Filter Kaapi Live

IIT Hyderabad student’s suicide note should trouble us all

Advertisements

On Tuesday afternoon, Indian Institute of Technology Hyderabad sent out a rather clinical media statement informing that a third year B.Tech student had passed away. Giving no details about how it was not a natural death, it did not reveal the identity of the student and requested for privacy for the family.

Fair enough. At Filter Kaapi, we are neither revealing the identity of the student nor publishing his photograph. But what is most disturbing about the death is that it was a suicide. The student allegedly killed himself by jumping off the hostel building early on Tuesday. The 20-year-old was taken to a nearby hospital and then shifted to a corporate hospital where he breathed his last. 

Minutes before taking the extreme step, the student had poured his heart out in an e-mail to a friend, pointing out that he was unable to concentrate on academics and that it had pushed him to a stage of depression. 

“I don’t find life interesting any more. I just want to put an end to everything. Life seems depressing. Never ending strands of misfortune to an extent that I mentally couldn’t tolerate it. I have no clue how my future is going to be. I have been feeling this for the past two months. Also the courses are going bad for me. I couldn’t concentrate well. There is a critic within me questioning my every move to the extent that I feel I shouldn’t exist. I shouldn’t exist because I am a self-obsessed guy. I was brought up that way, being compared with my peers all the time. Life rather seems depressing. Never-ending strands of misfortune to an extent that I mentally couldn’t tolerate it. I have no clue how my future is going to be. I have been feeling this for the past two months,” read the email.
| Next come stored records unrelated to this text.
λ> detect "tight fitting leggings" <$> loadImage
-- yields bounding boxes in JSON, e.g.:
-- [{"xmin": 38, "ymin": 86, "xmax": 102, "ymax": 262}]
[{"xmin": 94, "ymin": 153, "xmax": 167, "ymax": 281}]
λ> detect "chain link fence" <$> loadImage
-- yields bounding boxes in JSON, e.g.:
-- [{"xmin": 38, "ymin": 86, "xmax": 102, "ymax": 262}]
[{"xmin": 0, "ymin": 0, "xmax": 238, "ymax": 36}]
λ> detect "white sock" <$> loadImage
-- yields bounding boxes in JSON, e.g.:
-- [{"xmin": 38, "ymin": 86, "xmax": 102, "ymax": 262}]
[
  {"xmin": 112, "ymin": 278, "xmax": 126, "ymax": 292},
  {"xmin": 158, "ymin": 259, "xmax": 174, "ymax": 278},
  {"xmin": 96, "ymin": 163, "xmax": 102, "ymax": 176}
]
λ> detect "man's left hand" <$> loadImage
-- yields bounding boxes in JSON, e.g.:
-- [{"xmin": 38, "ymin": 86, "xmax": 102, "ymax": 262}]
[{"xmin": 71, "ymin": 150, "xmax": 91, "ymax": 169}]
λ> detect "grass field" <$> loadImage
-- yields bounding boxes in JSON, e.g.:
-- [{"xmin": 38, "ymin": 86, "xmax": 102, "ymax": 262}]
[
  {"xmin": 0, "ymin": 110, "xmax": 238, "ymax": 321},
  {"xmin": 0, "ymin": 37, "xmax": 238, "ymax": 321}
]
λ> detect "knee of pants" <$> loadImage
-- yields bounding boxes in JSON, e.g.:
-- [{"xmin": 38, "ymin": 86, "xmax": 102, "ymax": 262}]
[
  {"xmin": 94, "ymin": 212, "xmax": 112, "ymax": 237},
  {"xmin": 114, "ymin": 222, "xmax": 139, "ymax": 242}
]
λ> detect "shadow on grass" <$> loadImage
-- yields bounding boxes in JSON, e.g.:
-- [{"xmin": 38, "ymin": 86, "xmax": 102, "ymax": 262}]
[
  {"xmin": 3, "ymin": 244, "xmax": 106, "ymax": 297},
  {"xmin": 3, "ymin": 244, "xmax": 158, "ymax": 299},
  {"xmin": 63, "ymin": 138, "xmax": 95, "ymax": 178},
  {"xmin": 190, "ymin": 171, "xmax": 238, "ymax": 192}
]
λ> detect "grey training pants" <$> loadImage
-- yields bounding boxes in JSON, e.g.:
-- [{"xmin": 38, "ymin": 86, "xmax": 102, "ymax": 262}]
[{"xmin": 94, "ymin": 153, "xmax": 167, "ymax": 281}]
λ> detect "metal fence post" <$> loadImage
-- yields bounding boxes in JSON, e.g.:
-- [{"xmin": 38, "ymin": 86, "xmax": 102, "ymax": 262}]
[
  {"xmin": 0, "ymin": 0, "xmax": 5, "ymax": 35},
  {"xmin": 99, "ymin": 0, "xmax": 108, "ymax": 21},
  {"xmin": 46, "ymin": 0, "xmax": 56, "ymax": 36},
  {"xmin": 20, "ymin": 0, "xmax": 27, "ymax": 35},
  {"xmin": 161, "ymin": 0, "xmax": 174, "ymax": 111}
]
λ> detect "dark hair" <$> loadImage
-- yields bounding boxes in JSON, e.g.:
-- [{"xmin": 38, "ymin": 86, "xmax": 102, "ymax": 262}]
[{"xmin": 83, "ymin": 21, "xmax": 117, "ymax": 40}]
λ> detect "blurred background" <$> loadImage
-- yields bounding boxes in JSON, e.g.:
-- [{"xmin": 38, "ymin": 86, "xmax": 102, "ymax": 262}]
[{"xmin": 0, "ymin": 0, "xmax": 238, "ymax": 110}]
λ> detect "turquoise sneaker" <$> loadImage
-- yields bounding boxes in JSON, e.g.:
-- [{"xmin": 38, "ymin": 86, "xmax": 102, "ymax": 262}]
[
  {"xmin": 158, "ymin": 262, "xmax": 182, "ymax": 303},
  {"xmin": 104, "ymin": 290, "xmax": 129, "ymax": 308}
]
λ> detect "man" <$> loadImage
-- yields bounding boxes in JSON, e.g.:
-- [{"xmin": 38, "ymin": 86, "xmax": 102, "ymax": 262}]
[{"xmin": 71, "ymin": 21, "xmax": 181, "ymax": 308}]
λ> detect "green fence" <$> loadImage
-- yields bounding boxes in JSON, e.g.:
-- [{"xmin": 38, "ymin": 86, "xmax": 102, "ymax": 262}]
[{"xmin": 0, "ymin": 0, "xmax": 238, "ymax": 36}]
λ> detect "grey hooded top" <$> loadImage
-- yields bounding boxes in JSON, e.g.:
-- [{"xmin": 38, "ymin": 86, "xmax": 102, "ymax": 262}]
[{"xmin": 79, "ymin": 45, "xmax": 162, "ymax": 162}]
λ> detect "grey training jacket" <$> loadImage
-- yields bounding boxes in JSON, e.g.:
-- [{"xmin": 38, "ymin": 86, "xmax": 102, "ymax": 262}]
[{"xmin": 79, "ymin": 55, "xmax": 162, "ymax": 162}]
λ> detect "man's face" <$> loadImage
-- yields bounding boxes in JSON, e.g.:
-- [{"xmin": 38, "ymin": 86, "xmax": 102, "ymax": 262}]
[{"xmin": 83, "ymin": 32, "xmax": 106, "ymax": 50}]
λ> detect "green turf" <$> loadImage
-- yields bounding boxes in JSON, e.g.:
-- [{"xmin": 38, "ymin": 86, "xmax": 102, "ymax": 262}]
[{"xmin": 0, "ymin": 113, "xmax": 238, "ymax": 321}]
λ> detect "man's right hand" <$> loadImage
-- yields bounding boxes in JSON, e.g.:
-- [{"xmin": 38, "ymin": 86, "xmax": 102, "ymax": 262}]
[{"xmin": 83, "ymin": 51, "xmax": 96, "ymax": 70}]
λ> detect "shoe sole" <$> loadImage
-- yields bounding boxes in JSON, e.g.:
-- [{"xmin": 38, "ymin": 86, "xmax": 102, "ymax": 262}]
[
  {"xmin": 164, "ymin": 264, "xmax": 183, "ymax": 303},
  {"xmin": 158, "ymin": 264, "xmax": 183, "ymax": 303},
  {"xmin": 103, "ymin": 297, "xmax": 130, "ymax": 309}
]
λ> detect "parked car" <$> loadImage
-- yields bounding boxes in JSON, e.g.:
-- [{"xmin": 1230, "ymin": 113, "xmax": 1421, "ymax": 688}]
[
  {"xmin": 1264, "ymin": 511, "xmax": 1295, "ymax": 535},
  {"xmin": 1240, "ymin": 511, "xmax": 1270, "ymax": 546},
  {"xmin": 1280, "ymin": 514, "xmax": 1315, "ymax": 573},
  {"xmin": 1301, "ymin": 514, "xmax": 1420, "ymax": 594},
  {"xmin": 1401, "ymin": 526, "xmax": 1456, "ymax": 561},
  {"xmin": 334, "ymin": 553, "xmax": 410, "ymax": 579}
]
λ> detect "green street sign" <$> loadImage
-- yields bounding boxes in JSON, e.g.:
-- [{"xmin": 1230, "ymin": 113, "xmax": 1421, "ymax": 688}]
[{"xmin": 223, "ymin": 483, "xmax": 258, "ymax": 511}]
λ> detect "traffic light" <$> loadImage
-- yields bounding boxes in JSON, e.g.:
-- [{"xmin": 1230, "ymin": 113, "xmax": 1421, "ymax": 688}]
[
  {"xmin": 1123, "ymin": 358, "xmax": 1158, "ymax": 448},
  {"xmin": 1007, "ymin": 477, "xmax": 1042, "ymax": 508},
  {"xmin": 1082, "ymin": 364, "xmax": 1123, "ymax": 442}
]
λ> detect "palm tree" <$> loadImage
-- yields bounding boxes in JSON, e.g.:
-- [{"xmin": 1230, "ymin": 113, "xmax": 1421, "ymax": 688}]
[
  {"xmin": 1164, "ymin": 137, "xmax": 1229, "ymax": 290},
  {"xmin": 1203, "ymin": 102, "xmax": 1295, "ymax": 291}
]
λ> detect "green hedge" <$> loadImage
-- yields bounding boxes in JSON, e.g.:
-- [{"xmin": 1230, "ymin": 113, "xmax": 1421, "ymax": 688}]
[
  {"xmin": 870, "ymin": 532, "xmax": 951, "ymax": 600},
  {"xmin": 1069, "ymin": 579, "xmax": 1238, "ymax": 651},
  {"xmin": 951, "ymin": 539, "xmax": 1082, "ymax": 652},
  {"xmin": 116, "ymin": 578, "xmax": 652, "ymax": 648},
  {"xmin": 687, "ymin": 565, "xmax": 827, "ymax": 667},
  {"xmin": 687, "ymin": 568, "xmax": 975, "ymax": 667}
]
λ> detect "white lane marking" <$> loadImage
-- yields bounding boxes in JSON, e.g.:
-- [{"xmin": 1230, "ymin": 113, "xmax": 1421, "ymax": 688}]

This letter should trouble us all. Because it is a failure of the support system – both his peers and the teaching staff at IIT – that it could not detect what a student was going through for 60 days. Did he seek help from friends or anyone in the administration? Was he counselled at the IIT counselling centre? Did anyone observe any behavioural discrepancies? 

Why this should have been done is because this is the third suicide at IIT Hyderabad this calendar year. In January, a final year mechanical engineering student killed himself. He was under medication and had visited a psychiatrist a week before committing suicide. In July, another student hanged himself in his hostel room. In his suicide note, he wrote about how he thought there was no future for “failures in the world” as he was not scoring good marks. 

Is the prestigious institution aware of what the students go through, their state of mind? Tuesday’s suicide shows no lessons were learnt from what happened in the earlier two cases. A professor at IIT Hyderabad, speaking to Filter Kaapi, denied there was any academic pressure. 

“We follow a particular system that allows them time to get the credits. There are also options to ensure there is no pressure at IIT-Hyderabad,” he said. 

Why did this 20-year-old choose to log out of life then? It is tragic that a life that held so much promise, that had managed to beat significant competition to enter an IIT, went away like this. Think of the trauma his parents and family must be going through. 

It is important that IIT Hyderabad bothers less about the impact the spate of suicides will have on its brand equity and thinks more about corrective measures. 2019 has shown they don’t have the luxury of time.